Lawyers for the six church leaders made clear on Wednesday that members had voted to support the project and were updated regularly during church services.
Defence lawyer Kannan Ramesh suggested that it was not "dishonest" to use the building funds to support the Crossover Project - something the state is accusing the church leaders of.
Mr Choong Kar Weng, a long- time church member and director of Xtron, which had managed Ms Ho between 2003 and 2008, agreed with the lawyer's summary of the matter: "If members of the church had donated money for the investment of property, and the monies were used by the church as an investment into Crossover, you would not regard that as dishonest.
"It would be an act in good faith because that investment was for the (church's) purpose."
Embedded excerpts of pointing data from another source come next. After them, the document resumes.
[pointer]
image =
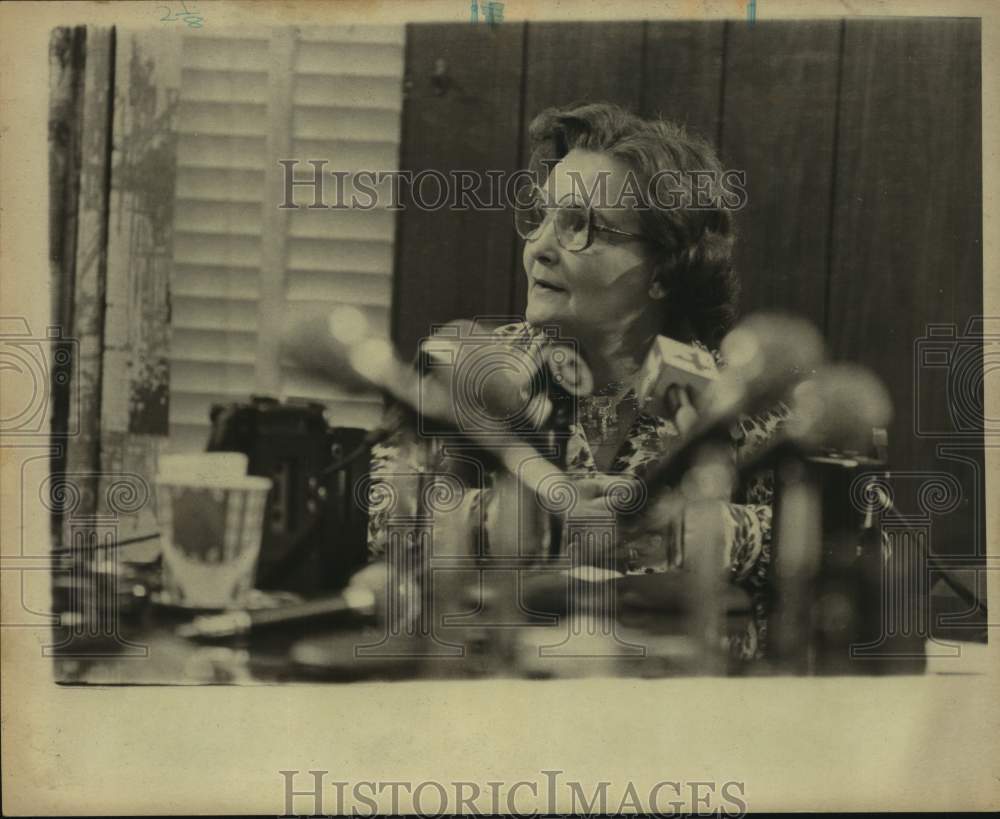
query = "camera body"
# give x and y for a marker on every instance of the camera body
(949, 363)
(315, 534)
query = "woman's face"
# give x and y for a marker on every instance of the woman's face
(605, 288)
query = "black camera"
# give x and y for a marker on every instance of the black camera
(315, 533)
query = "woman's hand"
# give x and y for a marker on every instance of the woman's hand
(601, 497)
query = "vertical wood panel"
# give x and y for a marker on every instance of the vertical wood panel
(134, 404)
(780, 107)
(567, 63)
(83, 455)
(454, 263)
(907, 243)
(682, 74)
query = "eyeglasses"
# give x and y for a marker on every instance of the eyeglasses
(574, 224)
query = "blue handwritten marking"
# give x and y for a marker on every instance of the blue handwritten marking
(492, 11)
(192, 18)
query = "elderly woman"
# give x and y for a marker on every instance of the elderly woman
(611, 267)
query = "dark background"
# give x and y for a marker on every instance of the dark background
(862, 148)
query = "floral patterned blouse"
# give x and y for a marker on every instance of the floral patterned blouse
(747, 518)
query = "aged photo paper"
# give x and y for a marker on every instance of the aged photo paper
(178, 266)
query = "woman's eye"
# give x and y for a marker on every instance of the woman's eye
(575, 219)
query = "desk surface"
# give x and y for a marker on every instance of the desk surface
(144, 648)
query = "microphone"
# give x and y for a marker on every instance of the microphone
(835, 409)
(766, 355)
(342, 349)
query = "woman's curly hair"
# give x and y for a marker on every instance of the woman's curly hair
(696, 244)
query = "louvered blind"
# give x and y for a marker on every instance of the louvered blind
(241, 265)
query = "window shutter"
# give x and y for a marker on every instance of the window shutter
(242, 266)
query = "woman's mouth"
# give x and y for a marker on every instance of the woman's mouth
(541, 284)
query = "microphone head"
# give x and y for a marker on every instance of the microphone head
(765, 355)
(837, 409)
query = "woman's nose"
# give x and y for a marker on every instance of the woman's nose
(544, 248)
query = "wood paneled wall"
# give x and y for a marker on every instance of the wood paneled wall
(862, 148)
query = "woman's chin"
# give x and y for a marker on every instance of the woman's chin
(536, 313)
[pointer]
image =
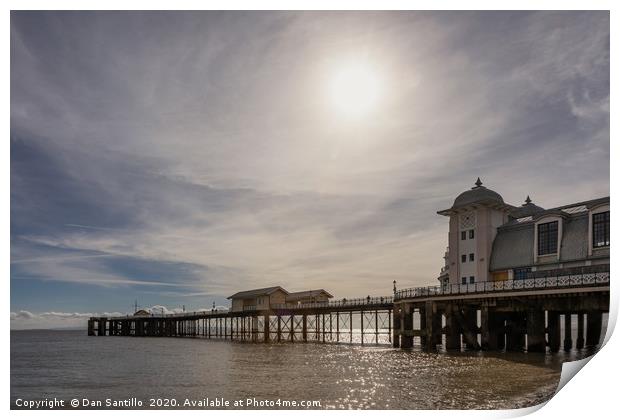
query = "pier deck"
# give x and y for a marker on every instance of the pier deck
(507, 315)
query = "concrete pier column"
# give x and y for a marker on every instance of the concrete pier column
(254, 328)
(580, 337)
(396, 330)
(515, 337)
(102, 326)
(422, 319)
(594, 326)
(406, 337)
(491, 329)
(453, 336)
(433, 326)
(304, 328)
(266, 337)
(470, 329)
(554, 331)
(536, 330)
(568, 332)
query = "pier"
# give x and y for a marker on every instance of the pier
(508, 315)
(360, 321)
(512, 315)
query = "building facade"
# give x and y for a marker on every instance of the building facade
(275, 297)
(490, 240)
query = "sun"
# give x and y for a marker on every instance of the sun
(354, 90)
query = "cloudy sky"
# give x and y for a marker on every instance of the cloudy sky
(178, 157)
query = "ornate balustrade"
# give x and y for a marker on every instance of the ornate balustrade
(557, 282)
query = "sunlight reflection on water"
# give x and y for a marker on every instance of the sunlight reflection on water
(68, 364)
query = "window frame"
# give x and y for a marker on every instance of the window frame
(605, 229)
(544, 242)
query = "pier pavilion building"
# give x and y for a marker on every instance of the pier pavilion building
(490, 240)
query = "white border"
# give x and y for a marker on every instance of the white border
(591, 395)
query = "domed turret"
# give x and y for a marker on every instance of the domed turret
(478, 194)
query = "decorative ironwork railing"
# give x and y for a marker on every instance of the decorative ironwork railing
(568, 281)
(341, 303)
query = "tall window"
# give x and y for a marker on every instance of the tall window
(600, 229)
(522, 273)
(548, 238)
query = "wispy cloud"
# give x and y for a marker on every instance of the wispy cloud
(183, 156)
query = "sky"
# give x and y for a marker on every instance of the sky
(178, 157)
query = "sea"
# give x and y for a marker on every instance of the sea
(48, 366)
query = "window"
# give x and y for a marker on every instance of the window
(600, 229)
(521, 273)
(548, 238)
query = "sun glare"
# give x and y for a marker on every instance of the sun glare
(354, 90)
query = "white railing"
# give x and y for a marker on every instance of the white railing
(568, 281)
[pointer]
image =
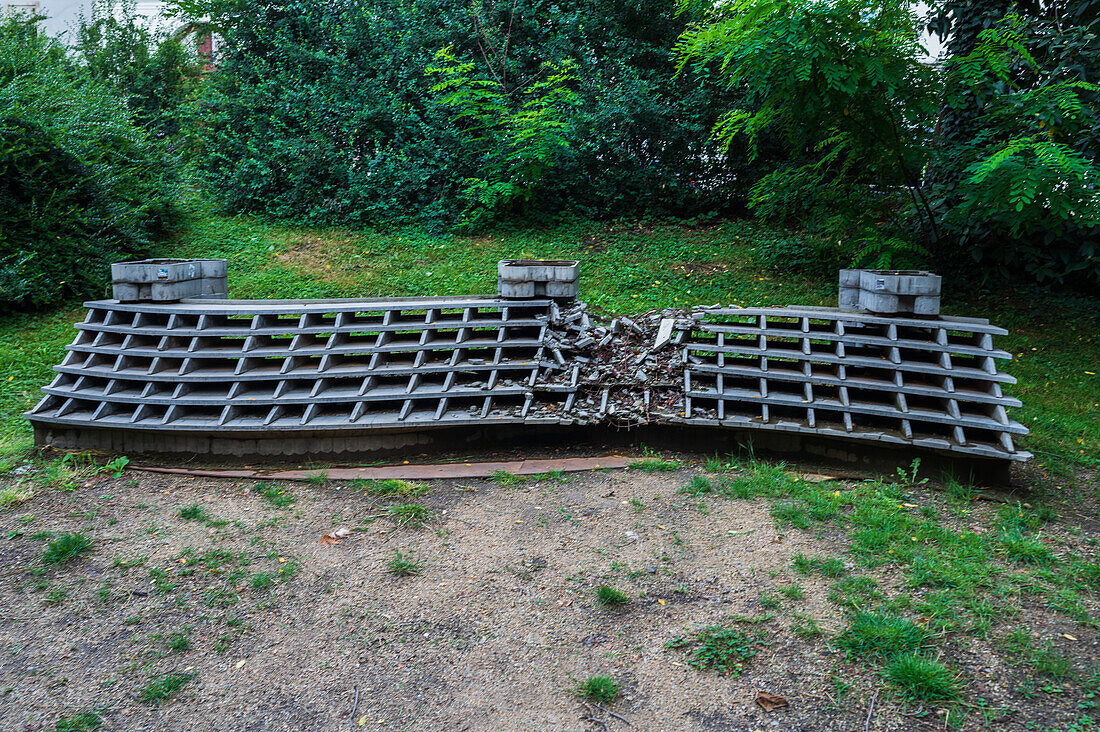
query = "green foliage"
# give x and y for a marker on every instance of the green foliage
(608, 597)
(1018, 176)
(883, 636)
(350, 112)
(598, 688)
(922, 678)
(65, 548)
(722, 648)
(79, 185)
(160, 688)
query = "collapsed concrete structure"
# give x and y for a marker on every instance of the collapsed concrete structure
(294, 379)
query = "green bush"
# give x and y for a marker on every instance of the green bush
(79, 185)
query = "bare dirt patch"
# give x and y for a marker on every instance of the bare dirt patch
(494, 632)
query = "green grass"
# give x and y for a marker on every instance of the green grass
(410, 515)
(717, 647)
(875, 635)
(922, 678)
(603, 689)
(279, 498)
(65, 548)
(403, 565)
(507, 479)
(161, 688)
(608, 597)
(391, 488)
(195, 512)
(80, 722)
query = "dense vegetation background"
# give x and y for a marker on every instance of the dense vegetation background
(450, 116)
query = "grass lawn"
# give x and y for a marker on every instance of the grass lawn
(669, 592)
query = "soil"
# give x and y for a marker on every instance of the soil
(494, 633)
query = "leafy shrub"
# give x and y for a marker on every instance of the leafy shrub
(79, 185)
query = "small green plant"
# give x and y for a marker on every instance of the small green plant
(608, 597)
(655, 465)
(922, 678)
(598, 688)
(403, 566)
(792, 591)
(410, 515)
(179, 642)
(263, 580)
(65, 548)
(195, 512)
(506, 479)
(721, 648)
(697, 485)
(117, 467)
(883, 636)
(160, 688)
(81, 722)
(277, 496)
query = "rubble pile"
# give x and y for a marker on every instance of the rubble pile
(615, 369)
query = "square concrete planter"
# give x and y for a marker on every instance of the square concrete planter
(521, 279)
(166, 280)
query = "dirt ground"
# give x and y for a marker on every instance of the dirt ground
(494, 633)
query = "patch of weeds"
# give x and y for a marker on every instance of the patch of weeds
(768, 601)
(717, 647)
(1044, 658)
(792, 591)
(262, 580)
(922, 678)
(65, 548)
(855, 592)
(403, 565)
(14, 495)
(409, 515)
(195, 512)
(831, 567)
(655, 465)
(608, 597)
(1024, 549)
(81, 722)
(506, 479)
(871, 635)
(161, 688)
(275, 495)
(791, 513)
(762, 479)
(804, 625)
(697, 485)
(391, 488)
(179, 642)
(598, 688)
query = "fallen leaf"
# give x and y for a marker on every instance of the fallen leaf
(333, 536)
(770, 701)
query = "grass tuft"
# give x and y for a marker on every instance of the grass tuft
(410, 515)
(922, 678)
(721, 648)
(161, 688)
(598, 688)
(403, 566)
(608, 597)
(65, 548)
(884, 636)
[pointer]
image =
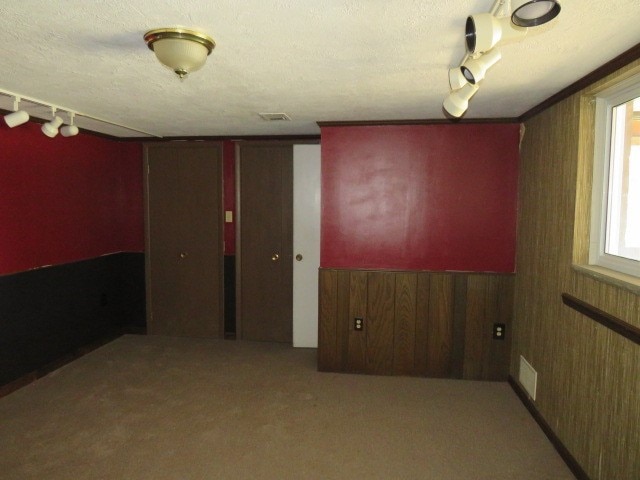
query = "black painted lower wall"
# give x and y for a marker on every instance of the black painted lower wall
(49, 312)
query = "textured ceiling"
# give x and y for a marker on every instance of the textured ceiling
(329, 60)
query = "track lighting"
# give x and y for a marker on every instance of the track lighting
(458, 101)
(50, 129)
(69, 130)
(484, 31)
(507, 20)
(13, 119)
(18, 117)
(475, 69)
(531, 13)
Mr Choong also said the building funds could be used for investment as executive members of the church had approved this in a voting exercise.
In 2010, the members voted to approve the use of the fund for bond investments made in 2007 and 2008.
The state believes these investments were shams and conduits to illegally misuse the church's building fund for Ms Ho's music career.
The prosecution maintains that the "theological legitimacy" of the Crossover Project was immaterial.